Consider some other examples of the documented effects of obesity on the body:

• The skeletal system: obesity increases the load on weight-bearing joints such as the hips and knees and increases the risk of developing arthritis.

• The gastrointestinal system: obesity increases the risk of two very painful conditions -- gallstones and pancreatitis.

• The skin: obesity is associated with an increased risk of psoriasis as well as of bacterial and fungal skin infections.

• The respiratory system: obese people are more likely to develop sleep apnea -- a condition in which the sleeper's breathing is interrupted during the night, resulting in repeated awakenings and a lack of restful sleep. Obesity is also associated with adult-onset asthma.

• The reproductive system: obesity can lessen women's chances of becoming pregnant and decrease men's fertility.

Dr. Gilbert Ross, ACSH medical director, notes, "Most people probably have no idea how wide-ranging the health effects of obesity can be. The increased risk of diabetes and cardiovascular diseases are most widely appreciated, but many of the other effects are known only to medical professionals."

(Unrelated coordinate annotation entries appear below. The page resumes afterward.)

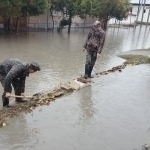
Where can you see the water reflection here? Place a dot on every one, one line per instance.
(86, 104)
(61, 59)
(16, 134)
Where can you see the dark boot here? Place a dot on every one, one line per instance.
(5, 101)
(86, 71)
(90, 71)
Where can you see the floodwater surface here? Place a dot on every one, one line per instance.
(112, 114)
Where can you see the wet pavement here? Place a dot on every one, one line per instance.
(112, 114)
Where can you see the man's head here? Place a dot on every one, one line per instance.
(33, 67)
(97, 24)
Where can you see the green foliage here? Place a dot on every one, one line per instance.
(17, 8)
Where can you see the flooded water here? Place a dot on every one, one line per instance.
(112, 114)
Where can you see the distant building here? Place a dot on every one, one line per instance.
(133, 16)
(45, 21)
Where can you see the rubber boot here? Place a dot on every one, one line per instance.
(19, 100)
(86, 71)
(5, 101)
(90, 71)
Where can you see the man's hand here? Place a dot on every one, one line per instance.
(83, 49)
(8, 95)
(98, 55)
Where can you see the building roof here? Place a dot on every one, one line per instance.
(136, 2)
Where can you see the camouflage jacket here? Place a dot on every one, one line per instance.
(95, 40)
(13, 69)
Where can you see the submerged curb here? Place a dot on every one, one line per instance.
(40, 99)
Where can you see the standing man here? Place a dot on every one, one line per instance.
(14, 71)
(93, 45)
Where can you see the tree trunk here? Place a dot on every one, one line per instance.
(138, 13)
(84, 24)
(17, 24)
(69, 26)
(52, 18)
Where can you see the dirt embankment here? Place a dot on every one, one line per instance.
(40, 99)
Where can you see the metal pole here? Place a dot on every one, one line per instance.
(148, 16)
(143, 11)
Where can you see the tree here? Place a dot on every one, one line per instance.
(107, 9)
(68, 10)
(83, 8)
(21, 8)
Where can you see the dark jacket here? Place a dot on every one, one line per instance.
(14, 70)
(95, 40)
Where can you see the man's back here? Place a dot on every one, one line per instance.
(7, 64)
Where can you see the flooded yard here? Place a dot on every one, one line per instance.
(112, 114)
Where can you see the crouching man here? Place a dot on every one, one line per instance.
(14, 72)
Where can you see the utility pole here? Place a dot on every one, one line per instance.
(138, 14)
(148, 16)
(47, 17)
(143, 11)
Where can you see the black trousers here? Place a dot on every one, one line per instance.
(17, 89)
(91, 57)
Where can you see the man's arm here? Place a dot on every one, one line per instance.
(22, 82)
(88, 37)
(101, 43)
(15, 70)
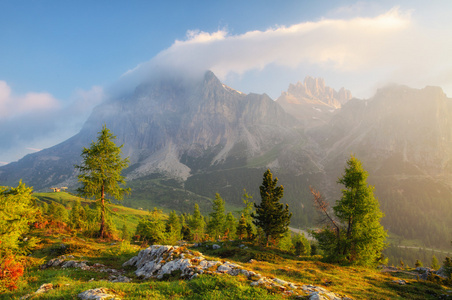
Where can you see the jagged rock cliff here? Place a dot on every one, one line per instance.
(312, 102)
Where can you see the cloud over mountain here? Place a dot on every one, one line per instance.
(389, 46)
(37, 120)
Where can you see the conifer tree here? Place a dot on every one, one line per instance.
(100, 173)
(357, 237)
(17, 210)
(77, 217)
(173, 228)
(217, 218)
(197, 224)
(271, 215)
(230, 225)
(435, 263)
(241, 227)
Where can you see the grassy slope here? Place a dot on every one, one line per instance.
(122, 215)
(356, 282)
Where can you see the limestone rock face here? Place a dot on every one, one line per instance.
(158, 261)
(312, 102)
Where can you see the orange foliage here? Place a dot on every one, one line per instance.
(10, 272)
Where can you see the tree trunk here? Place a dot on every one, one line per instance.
(102, 214)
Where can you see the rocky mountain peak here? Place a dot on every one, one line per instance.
(313, 102)
(314, 91)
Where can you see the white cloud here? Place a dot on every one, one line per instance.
(14, 105)
(35, 121)
(387, 46)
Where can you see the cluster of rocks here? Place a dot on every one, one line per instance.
(425, 272)
(158, 261)
(97, 294)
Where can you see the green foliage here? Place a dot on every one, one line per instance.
(77, 217)
(230, 225)
(271, 216)
(418, 263)
(241, 227)
(285, 242)
(100, 173)
(301, 244)
(17, 210)
(435, 263)
(125, 236)
(151, 229)
(447, 264)
(216, 224)
(173, 228)
(360, 238)
(197, 225)
(58, 212)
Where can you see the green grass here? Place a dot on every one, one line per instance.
(355, 282)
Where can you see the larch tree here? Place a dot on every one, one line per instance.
(100, 174)
(271, 216)
(216, 225)
(197, 224)
(355, 235)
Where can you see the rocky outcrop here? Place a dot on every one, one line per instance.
(97, 294)
(159, 261)
(312, 102)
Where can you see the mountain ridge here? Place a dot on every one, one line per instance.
(211, 138)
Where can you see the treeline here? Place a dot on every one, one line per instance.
(216, 226)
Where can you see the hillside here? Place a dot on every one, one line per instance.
(189, 138)
(103, 261)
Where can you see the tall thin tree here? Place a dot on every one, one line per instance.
(100, 173)
(271, 215)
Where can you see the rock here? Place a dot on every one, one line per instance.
(424, 270)
(121, 278)
(157, 261)
(96, 294)
(279, 281)
(44, 288)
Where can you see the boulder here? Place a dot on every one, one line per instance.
(97, 294)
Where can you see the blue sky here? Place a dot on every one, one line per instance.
(58, 59)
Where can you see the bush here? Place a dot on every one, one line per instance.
(10, 272)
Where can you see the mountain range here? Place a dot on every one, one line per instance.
(188, 138)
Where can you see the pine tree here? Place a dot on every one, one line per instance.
(197, 224)
(230, 225)
(435, 263)
(100, 173)
(77, 217)
(217, 220)
(125, 233)
(173, 228)
(17, 210)
(152, 228)
(418, 263)
(241, 227)
(271, 216)
(357, 237)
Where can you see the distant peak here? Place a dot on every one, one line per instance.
(314, 91)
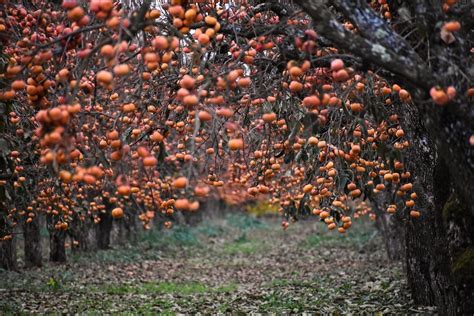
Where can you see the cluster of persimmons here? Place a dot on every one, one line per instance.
(150, 112)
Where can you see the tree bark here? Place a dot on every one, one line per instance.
(439, 244)
(104, 227)
(391, 227)
(32, 244)
(57, 246)
(8, 255)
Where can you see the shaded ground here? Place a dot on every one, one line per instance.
(236, 264)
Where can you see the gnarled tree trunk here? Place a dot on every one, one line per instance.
(33, 254)
(57, 246)
(103, 229)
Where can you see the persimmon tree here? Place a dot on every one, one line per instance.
(123, 111)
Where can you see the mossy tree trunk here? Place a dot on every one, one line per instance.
(57, 246)
(104, 227)
(32, 243)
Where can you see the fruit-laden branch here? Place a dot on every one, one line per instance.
(372, 50)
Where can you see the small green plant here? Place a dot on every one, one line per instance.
(261, 208)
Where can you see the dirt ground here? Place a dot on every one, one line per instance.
(235, 264)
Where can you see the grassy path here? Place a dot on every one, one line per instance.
(235, 264)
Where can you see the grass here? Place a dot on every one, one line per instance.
(185, 288)
(359, 236)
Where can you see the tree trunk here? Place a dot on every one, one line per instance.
(104, 227)
(33, 253)
(8, 255)
(57, 246)
(79, 233)
(439, 244)
(392, 229)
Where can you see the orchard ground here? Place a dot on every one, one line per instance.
(236, 263)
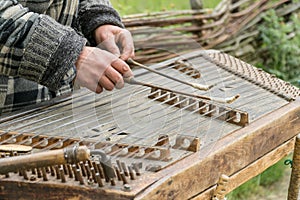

"Our purpose in compiling this summary of obesity's health effects in one consumer-friendly book," said ACSH president Dr. Elizabeth Whelan, "was to educate people about how obesity poses a wide variety of serious health risks -- it's certainly not simply a cosmetic issue."

The American Council on Science and Health is an independent, non-profit consumer education organization concerned with issues related to food, nutrition, chemicals, pharmaceuticals, lifestyle, the environment, and health. ACSH, directed and advised by a consortium of over 350 physicians and scientists, urges Americans to focus their efforts on things that matter -- such as maintaining a healthy body weight and not smoking -- rather than the countless pieces of nonsensical or trivial health advice that fill the news.